Every build item in abuild, whether it has an
Abuild.interface
file or not, has an
abuild interface. The abuild interface for a build item is
the union of all the interfaces of all its dependencies, taken in
dependency order, along with its own
Abuild.interface
, if any. To understand
what we mean by the “union” of abuild interfaces,
you have to know a little bit about how abuild stores
interfaces.
Recall that abuild interface files contain a series of variable
declarations and assignments, and that variables may be declared
in one file and assigned to in other files. In particular, it is
standard operating procedure for numerous
Abuild.interface
files to all assign to the
same list variables (INCLUDES
,
LIBDIRS
, LIBS
,
abuild.classpath
, etc.). As abuild reads
interface files and encounters multiple assignments to the same
list variable, it doesn't actually update some internal notion of
that variable's value as you might suspect. Rather than storing
the values of variables in a build item's interface, abuild
actually retains a list of all the assignments to a given
variable throughout all the relevant
Abuild.interface
files. This enables
abuild to compute the values of variables when they are needed.
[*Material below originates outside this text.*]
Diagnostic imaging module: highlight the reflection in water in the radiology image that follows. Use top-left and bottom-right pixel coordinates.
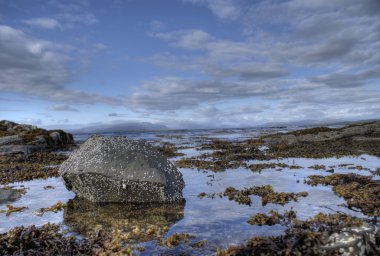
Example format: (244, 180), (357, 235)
(63, 197), (185, 242)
When we say that an abuild interface is the union of the
interfaces of its dependencies, what we really mean is that the
value of each interface variable comes from the union of all
assignments to those variables across all the dependencies'
interface files.
There are two different times when abuild computes the value of
an interface variable. The first is when that variable is
expanded in an Abuild.interface
file using
the $(VARIABLE)
syntax. The second is when
abuild generates the dynamic output file as introduced in Section 17.1, “Abuild Interface Functionality Overview”. In each
case, abuild computes the value of a variable by looking at all
the assignments it knows about at that time and combining them
together based on whether the list variable is an
append list or a prepend list. Either
way, since abuild has a history of all assignments to the
variable, it has everything it needs to compute the value of the
variable.
Now this is where flags come in. As we saw in Section 17.2, “Abuild.interface Syntactic Details”, it is
possible to associate a given variable assignment with an
interface flag. When a variable assignment is associated with an
interface flag, abuild simply stores this fact in the list of
assignments to the variable. When it is time to compute a value
for the variable, abuild filters out all assignments that are
associated with a flag that isn't set. Consider the following
example. Suppose the variable VAR1
is
declared as an append list of strings,
and that you have the following assignments to
VAR1
:
VAR1 = one flag flag1 VAR1 = two VAR1 = three
If you evaluate this sequence of assignments with the
flag1 flag set, the value of
VAR1
would be one two
three
. If you evaluate this list of assignments
without the flag1 flag
set, the value of VAR1
would just be
one three
.
Here is a subtle but important point. You don't really have to
understand it to make use of private interfaces, but if you can
understand it, you will be well on your way to grasping how
interface flags really work. This handling of interface flags
means that the value of a variable is based on the collection of
flags that are set when its value is
computed. As we already noted, there are two
instances in which abuild computes the values of variables:
when it encounters a variable expansion while reading
Abuild.interface
files, and when it creates
dynamic output files. Interface flags are only set when creating
dynamic output files. At the time that
Abuild.interfaces
are being read, flags
haven't been set yet. If this worked any other way, it would not
be possible for multiple build items to see different values for
certain variables, and that is the whole reason for being of
interface flags. We defer further discussion of this point to
Section 33.7, “Implementation of the Abuild Interface System”.